Japanese voters sensationally evicted the Liberal Democratic Party (LDP) from power in national elections yesterday, bringing to an end an era of political domination that had endured almost unbroken for 54 years.
The party, which was once described as neither liberal nor democratic and not even really a party, was trounced by the centre-left Democratic Party of Japan (DPJ). As of 1.20am, the DPJ had gained 304 of the 333 seats won by opposition parties in the 480-seat House of Representatives, or lower house, the more powerful of Japan's bicameral parliament, the Diet. The LDP only managed to garner 116 and its coalition partner, New Komeito, just 19 seats.
Media projections had the DPJ winning as many as 320 seats and the LDP losing two-thirds of its representation.
It was a victory of unprecedented proportions for the party led by Yukio Hatoyama. No other party in Japanese political history has ever doubled its representation in the Diet. The DPJ almost tripled the number of seats it held when Prime Minister Taro Aso dissolved the lower house on 20 July. Despite bad weather caused by an approaching typhoon, voter turnout had been projected at 70 per cent.
Gerald Curtis of Columbia University, an expert on Japanese politics, said: "There aren't many junctures in Japan's post-war politics when you can say, 'That was a day that history changed.' Today was such a day."
Mr Aso told reporters he would resign as party president to take responsibility for the LDP's drubbing and schedule a party leadership election.
The LDP's failure to find a solution to Japan's protracted economic woes was the strongest reason for the unprecedented humiliation the party suffered. "Nothing will ever change under the LDP," said Ami Nitano, 20, voting for the first time in her Chiba constituency north of Tokyo, explaining why she voted DPJ.
There was widespread agreement that the economy was the central issue in the election. The government reported on Friday that unemployment had reached an all-time high of 5.7 per cent in July. Deflation worsened in the same month, with consumer prices tumbling a record 2.2 per cent.
"The economy is a mess," 61-year-old restaurant owner Hiroshi Iwaya said as he made his way to a polling station in Yachiyo.
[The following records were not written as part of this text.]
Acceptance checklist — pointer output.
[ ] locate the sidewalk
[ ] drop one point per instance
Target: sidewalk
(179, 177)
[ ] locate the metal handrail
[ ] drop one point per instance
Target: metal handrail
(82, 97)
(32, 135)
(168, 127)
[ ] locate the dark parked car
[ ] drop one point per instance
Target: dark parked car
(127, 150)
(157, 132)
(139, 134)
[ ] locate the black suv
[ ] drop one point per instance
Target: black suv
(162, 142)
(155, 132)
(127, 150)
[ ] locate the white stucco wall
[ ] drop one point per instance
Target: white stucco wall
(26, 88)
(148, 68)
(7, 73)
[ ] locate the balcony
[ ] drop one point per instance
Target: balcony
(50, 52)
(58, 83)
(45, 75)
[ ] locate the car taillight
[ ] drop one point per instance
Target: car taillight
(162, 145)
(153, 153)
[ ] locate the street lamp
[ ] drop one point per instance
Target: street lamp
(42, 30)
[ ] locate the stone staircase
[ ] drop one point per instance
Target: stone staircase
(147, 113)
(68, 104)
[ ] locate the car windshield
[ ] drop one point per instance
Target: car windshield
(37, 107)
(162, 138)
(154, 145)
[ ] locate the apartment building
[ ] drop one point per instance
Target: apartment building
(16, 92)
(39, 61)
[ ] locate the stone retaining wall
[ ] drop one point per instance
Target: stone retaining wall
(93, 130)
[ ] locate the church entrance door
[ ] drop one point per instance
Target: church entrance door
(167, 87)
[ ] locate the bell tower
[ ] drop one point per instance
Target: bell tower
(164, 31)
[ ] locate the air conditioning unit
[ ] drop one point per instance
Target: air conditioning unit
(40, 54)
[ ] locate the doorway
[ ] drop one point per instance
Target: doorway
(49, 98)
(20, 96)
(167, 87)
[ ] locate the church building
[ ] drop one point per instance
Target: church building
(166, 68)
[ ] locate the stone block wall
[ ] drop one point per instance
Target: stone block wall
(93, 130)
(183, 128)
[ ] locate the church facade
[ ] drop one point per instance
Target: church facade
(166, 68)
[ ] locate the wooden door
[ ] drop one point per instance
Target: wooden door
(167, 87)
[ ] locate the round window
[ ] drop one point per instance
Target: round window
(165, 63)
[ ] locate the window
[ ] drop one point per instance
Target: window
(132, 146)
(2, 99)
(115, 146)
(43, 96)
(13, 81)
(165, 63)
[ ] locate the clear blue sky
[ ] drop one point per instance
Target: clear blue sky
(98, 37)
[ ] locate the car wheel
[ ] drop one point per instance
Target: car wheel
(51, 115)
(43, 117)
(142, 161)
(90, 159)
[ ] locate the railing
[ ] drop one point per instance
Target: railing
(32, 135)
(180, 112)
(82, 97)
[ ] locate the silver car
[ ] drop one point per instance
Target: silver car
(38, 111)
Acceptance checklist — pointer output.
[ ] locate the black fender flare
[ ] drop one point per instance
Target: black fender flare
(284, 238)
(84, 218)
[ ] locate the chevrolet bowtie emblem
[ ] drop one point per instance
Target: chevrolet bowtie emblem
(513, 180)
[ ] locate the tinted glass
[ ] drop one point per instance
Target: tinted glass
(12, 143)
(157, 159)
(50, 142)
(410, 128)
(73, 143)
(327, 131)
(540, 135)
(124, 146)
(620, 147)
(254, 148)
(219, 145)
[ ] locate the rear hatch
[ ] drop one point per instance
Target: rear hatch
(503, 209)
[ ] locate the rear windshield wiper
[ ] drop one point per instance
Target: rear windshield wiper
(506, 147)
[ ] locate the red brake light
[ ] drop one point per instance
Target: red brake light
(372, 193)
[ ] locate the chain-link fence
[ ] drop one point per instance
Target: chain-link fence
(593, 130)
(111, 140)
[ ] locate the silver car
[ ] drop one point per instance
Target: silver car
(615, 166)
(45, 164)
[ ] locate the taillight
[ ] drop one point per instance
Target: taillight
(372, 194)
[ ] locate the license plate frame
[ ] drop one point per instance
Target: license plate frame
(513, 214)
A lifelong LDP voter, Mr Iwaya said that this time he planned to cast his ballot for the DPJ.
The DPJ pledged to introduce child benefits throughout junior high school, pension reform, free public school education, income subsidies for farmers, to eliminate wasteful pork-barrel spending on public works projects and to abolish motorway tolls. But it pledged foreign policy continuity based on the Japan-US security alliance.
Its most ambitious pledge was to transfer policymaking power from bureaucrats to politicians. It plans to create a "national strategy bureau", under the direct control of the Prime Minister, which will set policies and compile the national budget.